Une étude publiée en 2016 dans le journal scientifique The Cryoshere révélait le résultat de données analysées sur la formation et le recul des glaces de mer entre 1979 et 2014. Ces saisons de chasse ont été réduites de sept semaines en moins de quatre décennies. La banquise recule donc plus tôt au printemps et se forme plus tardivement à l’automne, rendant difficile la chasse aux phoques. La banquise est le refuge de l’ours polaire, mais aussi son terrain de chasse. Son avenir est indissociable au sort de son habitat.
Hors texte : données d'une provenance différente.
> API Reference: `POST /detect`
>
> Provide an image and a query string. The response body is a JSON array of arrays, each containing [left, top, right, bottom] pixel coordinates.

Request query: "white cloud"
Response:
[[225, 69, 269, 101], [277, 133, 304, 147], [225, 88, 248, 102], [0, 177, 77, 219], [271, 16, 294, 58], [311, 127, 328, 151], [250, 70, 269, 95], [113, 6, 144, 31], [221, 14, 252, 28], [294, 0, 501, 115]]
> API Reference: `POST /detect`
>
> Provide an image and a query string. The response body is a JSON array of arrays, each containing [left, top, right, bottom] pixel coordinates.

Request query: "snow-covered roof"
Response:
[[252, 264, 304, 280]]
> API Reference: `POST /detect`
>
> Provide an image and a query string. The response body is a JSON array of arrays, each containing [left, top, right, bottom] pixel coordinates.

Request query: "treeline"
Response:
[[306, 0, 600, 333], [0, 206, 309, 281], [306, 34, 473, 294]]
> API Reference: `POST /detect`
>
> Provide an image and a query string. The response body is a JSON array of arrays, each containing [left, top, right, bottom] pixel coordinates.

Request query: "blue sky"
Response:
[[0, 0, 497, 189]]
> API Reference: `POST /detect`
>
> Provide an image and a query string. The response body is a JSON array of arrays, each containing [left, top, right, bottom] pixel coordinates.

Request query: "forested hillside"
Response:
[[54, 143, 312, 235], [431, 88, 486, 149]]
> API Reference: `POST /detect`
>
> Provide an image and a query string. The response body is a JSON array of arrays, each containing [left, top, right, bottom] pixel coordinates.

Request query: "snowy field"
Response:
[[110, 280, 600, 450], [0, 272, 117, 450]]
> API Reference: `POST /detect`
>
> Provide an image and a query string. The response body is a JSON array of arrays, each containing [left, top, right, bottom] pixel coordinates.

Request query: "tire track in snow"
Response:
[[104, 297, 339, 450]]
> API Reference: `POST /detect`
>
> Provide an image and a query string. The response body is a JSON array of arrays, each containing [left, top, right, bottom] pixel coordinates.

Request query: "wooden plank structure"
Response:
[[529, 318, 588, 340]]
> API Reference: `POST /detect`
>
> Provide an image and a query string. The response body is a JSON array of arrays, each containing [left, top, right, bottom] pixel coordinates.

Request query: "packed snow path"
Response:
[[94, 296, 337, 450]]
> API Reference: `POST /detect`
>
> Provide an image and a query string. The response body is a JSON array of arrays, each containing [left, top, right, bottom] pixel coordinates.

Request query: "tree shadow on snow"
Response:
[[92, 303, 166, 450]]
« La condition physique des femelles est ce qui m’inquiète le plus, explique Vicki Sahanatien, du Conseil de gestion de la faune du Nunavut. Il faut qu’elles puissent avoir des bébés et les nourrir après la naissance. Mais aussi qu’elles puissent retourner en mer pour leur apprendre comment chasser les phoques. Si trop de femelles n’arrivent pas à se reproduire ou ont un bébé au lieu de deux, car leur condition physique n’est pas assez bonne, cela peut avoir un impact sur la population et causer leur déclin. »

Au Canada, il existe 19 sous-populations d’ours polaires. Certaines sont en meilleure santé que d’autres. Les communautés autochtones peuvent les tuer, mais il existe des règles et un système de quotas de capture établi en fonction des principes de conservation et de manière à assurer la subsistance des peuples autochtones.

La première et unique fois que William Audlaké a tué un nanuq (ours polaire, en Inuktitut) est encore bien vive dans sa mémoire. L’homme de 47 ans, vivant à Qikiqtarjuak, se remémore chaque détail.

« C’était pendant l’automne, il y a cinq ans, lorsque les icebergs comme ceux-là étaient en train de geler, raconte-t-il en montrant un iceberg au loin. Le bateau ne pouvait presque pas bouger. On a vu deux phoques en face de nous, ils ont plongé, puis celui le plus proche est revenu. En s’approchant, on s’est rendu compte que c’était un ours polaire. J’ai attendu qu’il soit sur la terre et j’ai tiré dans les flancs. Il est mort aussitôt. »

Puis William Audlaké l’a coupé, ramassé et a ramené à la maison cet ours polaire qui devait faire de 1,83 à 2,13 m (de 6 à 7 pi). Un autre chasseur, David, précise qu’une fois la peau enlevée, la musculature de l’ours est impressionnante. Une fois rentré dans son village, William Audlaké l’a partagé avec sa communauté. « C’est ce que nous faisons, c’est mieux de partager », précise-t-il.

« Les gens dépendent de cela, car les entrées d’argent sont faibles et la nourriture très coûteuses. Donc ils prennent la nourriture que la nature leur offre, et ils savent gérer », dit Vicki Sahanatien. De toute manière, rappelle-t-elle, le plus gros danger pour les ours polaires, ce sont les changements climatiques.

« Et ce qu’on peut faire, c’est conscientiser les gens pour qu’ils prennent des actions, c’est essentiel. On veut que ces animaux soient là pour toujours. »

Attendrie par la vue d’une maman ours et de son petit, Anne Quesnelle, une participante franco-ontarienne de l’expédition Canada C3, indique que de les voir en vrai, c’est totalement différent que des images présentées dans les magazines.

« D’être dans leur environnement, ça nous donne un plus grand sens du respect pour eux. Et ça me motive pour parler de notre lutte à chacun pour les changements climatiques. Ce qu’on fait et qui affecte directement cet ours qu’on voit là, ça me laisse une empreinte », conclut-elle.